A model of mine chambers below ground. In the foreground, one chamber is pink, one chamber is white, and there's a model of a building sitting next to them.
A scale model of Giant Mine compares the mine's chambers, which store arsenic trioxide, to a building in Yellowknife. The pink chamber is already frozen, the white one is not, and the Precambrian Building stands to the right of both of them. (Liny Lamberink/CBC)

The underground workings of Giant Mine, blasted out of the rock during more than half a century of gold mining, have been sealed shut.

In the waning days of 2024, the federal team overseeing the $4.38 billion federal remediation of the Yellowknife gold mine completed all of the work needed to stabilize the underground and monitor it from the surface.

"It is a milestone, not only for the history of the mine, but also the remediation project in and of itself," said Chris MacInnis, the Ottawa-based director of the Giant Mine remediation project.

Until now workers on the project have been descending into the mine to monitor the stability of the rock and the chemistry of water entering the mine.

"We're now able to do all of that from the surface," said MacInnis.

He said another change that's eliminated the need to go underground is a new pumping system used to lift water that's seeped into the mine to the surface for treatment.

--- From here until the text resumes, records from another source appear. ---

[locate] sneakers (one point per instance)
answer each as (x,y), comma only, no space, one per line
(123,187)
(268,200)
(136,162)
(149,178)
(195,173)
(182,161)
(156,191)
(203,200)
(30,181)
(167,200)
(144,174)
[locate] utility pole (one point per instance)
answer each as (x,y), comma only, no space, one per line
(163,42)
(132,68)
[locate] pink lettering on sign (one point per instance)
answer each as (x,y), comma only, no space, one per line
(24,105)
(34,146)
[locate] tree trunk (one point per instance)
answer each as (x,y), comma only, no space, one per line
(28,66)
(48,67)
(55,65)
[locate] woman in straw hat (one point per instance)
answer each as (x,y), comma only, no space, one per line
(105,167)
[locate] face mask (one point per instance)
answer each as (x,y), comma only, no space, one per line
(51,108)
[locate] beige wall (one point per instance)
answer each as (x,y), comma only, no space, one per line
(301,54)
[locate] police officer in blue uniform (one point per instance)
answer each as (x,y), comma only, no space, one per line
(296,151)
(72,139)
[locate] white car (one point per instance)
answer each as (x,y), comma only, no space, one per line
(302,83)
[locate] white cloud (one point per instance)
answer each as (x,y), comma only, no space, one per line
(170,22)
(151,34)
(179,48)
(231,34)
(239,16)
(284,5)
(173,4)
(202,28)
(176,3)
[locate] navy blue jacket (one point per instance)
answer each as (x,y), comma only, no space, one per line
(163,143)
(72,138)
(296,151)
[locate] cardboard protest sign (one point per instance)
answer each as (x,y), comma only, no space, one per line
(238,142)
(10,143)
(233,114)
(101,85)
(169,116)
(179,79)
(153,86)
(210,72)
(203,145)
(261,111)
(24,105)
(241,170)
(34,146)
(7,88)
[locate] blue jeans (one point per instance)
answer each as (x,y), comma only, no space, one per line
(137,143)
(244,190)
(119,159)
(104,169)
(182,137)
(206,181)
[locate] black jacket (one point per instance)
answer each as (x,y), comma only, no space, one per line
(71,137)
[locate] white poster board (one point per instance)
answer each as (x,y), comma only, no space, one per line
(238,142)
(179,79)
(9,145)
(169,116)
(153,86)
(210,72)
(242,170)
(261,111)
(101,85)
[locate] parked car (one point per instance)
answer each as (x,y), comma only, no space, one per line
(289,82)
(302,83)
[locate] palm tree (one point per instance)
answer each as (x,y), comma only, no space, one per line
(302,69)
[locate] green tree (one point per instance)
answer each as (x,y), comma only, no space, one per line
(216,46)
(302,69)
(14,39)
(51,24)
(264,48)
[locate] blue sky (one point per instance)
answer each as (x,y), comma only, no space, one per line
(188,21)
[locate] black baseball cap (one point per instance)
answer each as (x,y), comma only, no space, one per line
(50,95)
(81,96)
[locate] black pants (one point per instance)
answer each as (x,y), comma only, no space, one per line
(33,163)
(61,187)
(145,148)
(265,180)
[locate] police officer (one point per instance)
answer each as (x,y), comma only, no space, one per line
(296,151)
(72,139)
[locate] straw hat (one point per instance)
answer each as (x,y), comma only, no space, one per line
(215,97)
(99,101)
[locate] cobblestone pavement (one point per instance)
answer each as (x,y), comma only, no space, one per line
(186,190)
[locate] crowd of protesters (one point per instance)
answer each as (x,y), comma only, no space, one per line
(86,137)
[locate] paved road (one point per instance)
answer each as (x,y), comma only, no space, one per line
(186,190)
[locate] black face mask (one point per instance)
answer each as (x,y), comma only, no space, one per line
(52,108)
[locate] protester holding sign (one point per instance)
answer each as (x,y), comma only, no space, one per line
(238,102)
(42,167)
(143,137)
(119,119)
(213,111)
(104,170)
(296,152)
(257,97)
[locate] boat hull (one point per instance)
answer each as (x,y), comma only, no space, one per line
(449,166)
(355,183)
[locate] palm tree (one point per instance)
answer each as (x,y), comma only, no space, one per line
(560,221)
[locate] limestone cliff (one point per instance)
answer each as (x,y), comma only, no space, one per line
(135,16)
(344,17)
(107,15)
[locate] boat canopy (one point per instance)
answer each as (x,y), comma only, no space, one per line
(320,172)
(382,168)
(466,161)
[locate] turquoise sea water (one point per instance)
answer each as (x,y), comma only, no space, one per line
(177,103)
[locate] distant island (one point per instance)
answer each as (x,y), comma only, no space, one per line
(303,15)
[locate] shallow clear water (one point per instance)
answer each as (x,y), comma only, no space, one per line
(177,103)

With the previous system workers had to go underground to monitor and service the pumps.

"We've since replaced that with submersible pumps from surface," said MacInnis. "We can monitor and access those pumps from the surface."

Stabilizing the underground mine workings required filling many of the mine's cavernous underground chambers and tunnels. MacInnis said they've used a paste made of cement and crushed rock. In all, 198,000 cubic metres of the paste was pumped into the mine — the equivalent of almost 20,000 dump truck loads.

Hazardous material and other waste has been removed from the underground, along with all of the equipment used there. All power and heat has been shut off, as has the main ventilation fans. All openings have been sealed shut.

MacInnis said closing the underground will reduce care and maintenance costs by $5 million to $7 million annually.

Freeze separate

Not all of the hazardous waste has been removed from the underground. The mine's most dangerous legacy, 237,000 tonnes of highly toxic arsenic trioxide dust, is still stored in some of the chambers.

The clean-up plan calls for the rock around those chambers to be frozen using a series of thermosiphons, devices that use gas to freeze the rock, a process that will take years even after the system is built. The freezing will prevent the arsenic dust from coming into contact with groundwater.

"It is separate," said MacInnis. "The freeze will all be constructed and built from the surface."

The remediation plan also calls to keep open the option of removing the arsenic dust stored underground if, at some point in the future, processes and technology are developed to allow it to be done safely.

"We will be building a long-term portal, which will be an access point into the underground," said MacInnis.

Clarifications

  • This article has been updated to clarify that not all hazardous waste has been removed from Giant Mine's underground. Highly toxic arsenic trioxide dust remains.